Apple has reaffirmed its commitment to manufacturing in India despite former U.S. President Donald Trump’s recent appeal to halt its India operations and move production back to the U.S. Trump claimed he advised CEO Tim Cook not to build in India, but Apple and Indian officials confirmed that investment plans remain intact. Experts highlight that moving production to the U.S. is economically unfeasible. Instead, Apple is shifting operations from China to India to diversify its supply chain, boost exports, and reduce dependence on one country. India’s cost-effective ecosystem and policy support, including the PLI scheme, continue to make it a strategic hub for Apple’s global operations.
Despite strong remarks from former U.S. President Donald Trump urging Apple to halt its manufacturing expansion in India and move operations back to the United States, the tech giant appears resolute in its India strategy. Apple has reassured Indian authorities that its investment and manufacturing plans in the country remain on track and integral to its global supply chain strategy.
Trump’s Warning to Apple
Speaking at a public event, Trump said he told Apple CEO Tim Cook that the company should prioritize building in the United States instead of India. He expressed concern over Apple’s growing footprint in India, saying, “I said to him, Tim, you’re my friend… But now I hear you’re building all over India. I don’t want you building in India.”
This follows Trump’s “America First” philosophy, which prioritizes bringing jobs and manufacturing back to the U.S. However, economic realities make that ambition impractical in the context of Apple’s global operations.
Apple’s India Commitment
According to sources within the Indian government and Apple, the company remains committed to expanding its operations in India. Apple is not moving manufacturing away from the U.S. but is strategically shifting some of its production from China to India to diversify its supply chain, mitigate geopolitical risks, and reduce dependence on a single country.
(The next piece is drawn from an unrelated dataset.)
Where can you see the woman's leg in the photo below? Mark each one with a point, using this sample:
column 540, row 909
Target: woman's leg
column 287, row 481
India has emerged as a critical alternative to China, not only because of its growing manufacturing capabilities but also due to its favorable policies, cost advantages, and burgeoning domestic market. Apple suppliers like Foxconn, Pegatron, and Wistron have ramped up production facilities in Tamil Nadu and Karnataka, supporting local job creation and enhancing export capabilities.
Strategic Diversification
Currently, over 80% of Apple’s manufacturing takes place in China. However, geopolitical tensions, rising labor costs, and recent disruptions such as COVID-19 lockdowns have exposed vulnerabilities in relying solely on China. Apple’s pivot to India is part of a broader “China+1” strategy adopted by global manufacturers seeking resilience in their supply chains.
India, with its Production-Linked Incentive (PLI) scheme and favorable labor costs, provides a compelling alternative. Apple has already started assembling various iPhone models in India, including the iPhone 15, and the country is now one of Apple’s top global manufacturing bases.
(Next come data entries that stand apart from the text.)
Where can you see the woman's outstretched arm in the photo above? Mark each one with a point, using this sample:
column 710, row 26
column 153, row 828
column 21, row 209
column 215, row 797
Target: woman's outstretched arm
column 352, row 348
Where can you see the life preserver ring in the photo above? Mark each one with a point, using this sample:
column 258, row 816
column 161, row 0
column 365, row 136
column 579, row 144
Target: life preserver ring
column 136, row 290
Economic and Political Realities
While Trump’s push to relocate Apple’s manufacturing to the U.S. resonates with his political base, analysts argue that such a move is neither economically viable nor operationally efficient. Manufacturing in the U.S. would significantly raise production costs, erode Apple’s profit margins, and disrupt its finely tuned global supply chain.
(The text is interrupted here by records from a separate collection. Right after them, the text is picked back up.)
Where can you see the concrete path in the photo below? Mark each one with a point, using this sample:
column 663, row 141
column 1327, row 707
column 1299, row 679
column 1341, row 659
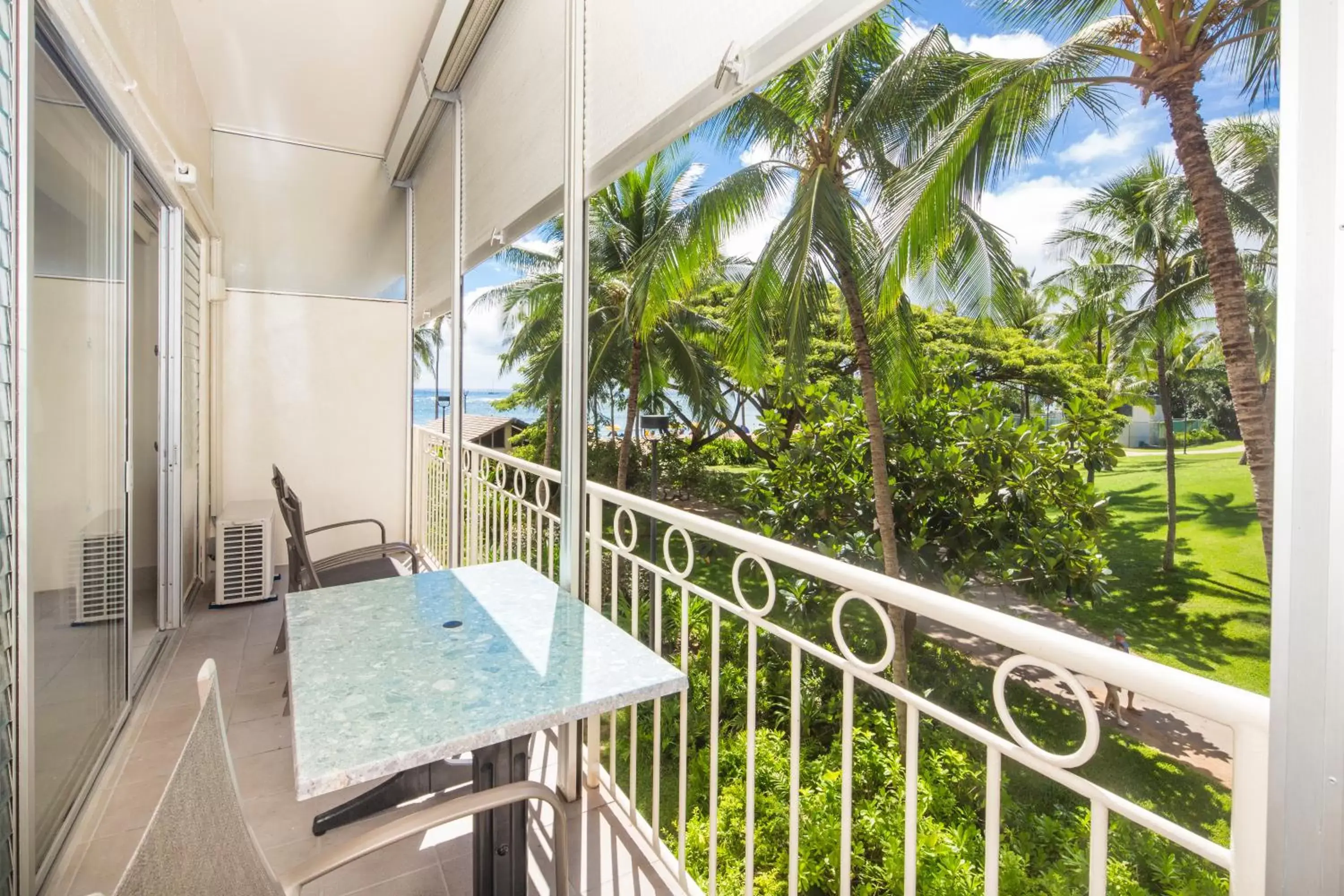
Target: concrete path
column 1183, row 735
Moreover, Apple’s India expansion has become a key component of its long-term strategy—not only to manufacture but also to cater to the growing Indian consumer market. With a young, tech-savvy population and increasing disposable income, India represents a significant growth frontier for Apple.
Apple’s global strategy involves maintaining flexibility and resilience in its supply chain. While political pressures from leaders like Donald Trump are noteworthy, the business case for expanding in India remains strong. India continues to offer a robust manufacturing ecosystem, government support, and access to a massive market—all essential ingredients for Apple’s long-term growth.
In the current global economic climate, Apple cannot afford to abandon its India plans. Doing so would not only limit its strategic leverage but also risk losing ground in one of the world’s most important emerging markets.